AUTOMATIC TEXT INDEPENDENT LANGUAGE IDENTIFICATIONA.NAGESH-India
Automatic language identification (LID) is the task of identifying the
language of a given utterance of speech using a machine. It is gaining increased
importance in the context of economic globalization.
The conventional language identification system requires difficult and time consuming labeling process of phoneme boundaries of the utterances in the speech corpus. In the present work, an attempt is made to develop an automatic language identification system that does not require labeled speech corpus or linguistic information of the target languages.
Till now, for conventional LID systems, features are extracted using Mel-frequency Cepstral Coefficients (MFCC). Although the importance of acoustic-phonetics information in the speech has been realized, an attempt has been made to extract new features from the speech signal. This new method of feature extraction is based on the principle that the frequency of occurrence of phonemes is different in different languages. In this work, the probability of each feature vector in the acoustic class is computed. New type of feature vectors are proposed which capture the variations in the frequency of occurrence of phonemes across the languages effectively. Based on these proposed new feature vectors, LID systems are built, namely, new features based LID system using Gaussian Mixture Models (GMM) and new features based LID system using hidden Markov Models (HMM).

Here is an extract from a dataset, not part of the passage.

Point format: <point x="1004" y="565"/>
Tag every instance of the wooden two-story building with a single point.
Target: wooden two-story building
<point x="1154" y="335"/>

The performance evaluation of three LID systems, MFCC features based LID system using Vector Quantization (VQ), new features based GMM and HMM LID systems are presented. It is established that, the identification performance of LID system using HMM has out performed the identification performance of LID systems using GMM and VQ.
It is also established that, based on these new type of features, HMM based LID system has achieved significant improvement in the identification performance than the conventional features (MFCC) based LID systems. The experiments were carried out on Oregon Graduate Institute Multi-language Telephone (OGI_MLT) speech corpus.